Stochastic Autograd
01 Sep 2021 | auto-grad backpropagation tutorial- Background
- Automatic Differentiation
- Automatic Differentiation in Practice
- Here Comes the Challenger
- Akcnowledgments
- References
Background
Pioneered by the seminal work of Rumelhart and Hinton in 1986, the majority of current machine learning optimization methods use derivatives and hence there is a pressing need for their efficient calculation.
Manual Calculations
Implementing backpropagation by hand is like programming in assembly language. You will probably never do it, but it is important for having a mental model of how everything works. $-$ Roger Grosse
Time to admit something: I knew about neural networks since 2008, but it wasn’t until 2020 when I could implement it by hand (!!). It’s funny how it took a blink of second to realize how easy it was, and I couldn’t agree more with Prof. Grosse about its importance for having a mental model of neural networks training. Call it a good (or bad) luck of my students that since then, I enforced them to do backpropagation by hand.
But, we need to caution ourselves against milking the (manual) backpropagation too much and ultimately have to find some elegant computational solutions. While, we are lucky to live (grown up) amongst libraries like PyTorch, JAX, etc., unfortunately, most of the early ML researchers/scientists (for example, Bottou, 1998 for Stochastic Gradient Descent) didn’t have this luxury and had to go through a slow, laborious (and not guaranteed to be error-free) process of calculating the analytical derivatives.
Using Programs
Programming-based solutions obviously save some effort and time, but they have their own share of errors. We can categorize them into three paradigms:
- Symbolic differentiation
- Numeric differentiation
- Auto differentiation
Both Symbolic and Numeric differentiation methods are prone to errors, like:
- Calculating higher-derivatives is tricky
- Numeric differentiation’s use of discretization results in loss of accuracy
- Symbolic differentiation leads to inefficient code. Actually, Symbolic differentiation is just a way of computing a derivative in a human-readable form, not evaluating it.
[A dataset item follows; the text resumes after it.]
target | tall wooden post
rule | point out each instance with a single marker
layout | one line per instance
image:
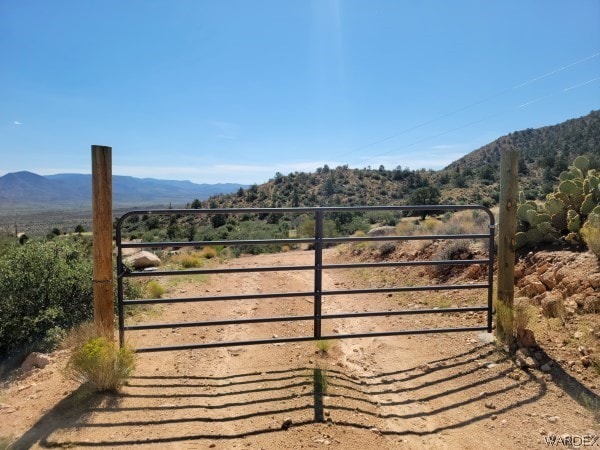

- Both are slow at calculating the partial derivatives (a key feature of gradient-based optimization algorithms)
Automatic Differentiation
Automatic differentiation addresses all the issues above and is a key feature of the modern ML/DL libraries. Actually, the last (sweeping) statement fails to highlight the fact that merely a decade ago, Autodiff was something alien to the ML community $-$ it may sound bizarre today, but even this less than 15 years old post was trying to clarify the fundamental differences between numeric and symbolic differentiation.
Chain Rule
Autodiff centers around the Chain rule concept $-$ the fundamental rule in Calculus $-$ to calculate derivatives of the composed functions.
For example,
\[y = 2x^2 +4 ; x = 3w\]
Obviously differentiating y with respect to w (i.e.$\frac{dy}{dw}$) is not possible directly. So it will be calculated indirectly using the Chain rule:
\[\frac {dy}{dw} = \frac {dy}{dx} \times \frac {dx}{dw} = 36w\]
There are a couple of ways to calculate the products using the chain rule $-$ depending on whether we go from inputs to outputs or the other way around.
Forward Accumulation
In forward accumulation, we fix the independent variable and compute gradients recursively (similar to how we calculated $\frac{dy}{dw}$ above).
Reverse Accumulation
Reverse accumulation is the other name for backpropagation. It is implemented in all the major frameworks like PyTorch or Tensorflow (JAX is even better at providing both options at the user’s disposal).
Whether to go for forward or reverse accumulation usually depends on the number of features, but reverse accumulation is the de facto method in deep learning.
Automatic Differentiation in Practice
So far, AutoGrad sounds like a great choice. Let’s explore it bit more from the Neural Networks point of view.
Jacobians
If we recall, a Jacobian matrix is a counterpart of Gradient for vector-valued functions and defined as:
\[J = \begin{bmatrix} \dfrac{\partial \mathbf{f}}{\partial x_1} & \cdots & \dfrac{\partial \mathbf{f}}{\partial x_n} \end{bmatrix} = \begin{bmatrix} \nabla^\mathsf{T} f_1 \\ \vdots \\ \nabla^\mathsf{T} f_m \end{bmatrix} = \begin{bmatrix} \dfrac{\partial f_1}{\partial x_1} & \cdots & \dfrac{\partial f_1}{\partial x_n}\\ \vdots & \ddots & \vdots\\ \dfrac{\partial f_m}{\partial x_1} & \cdots & \dfrac{\partial f_m}{\partial x_n} \end{bmatrix}\]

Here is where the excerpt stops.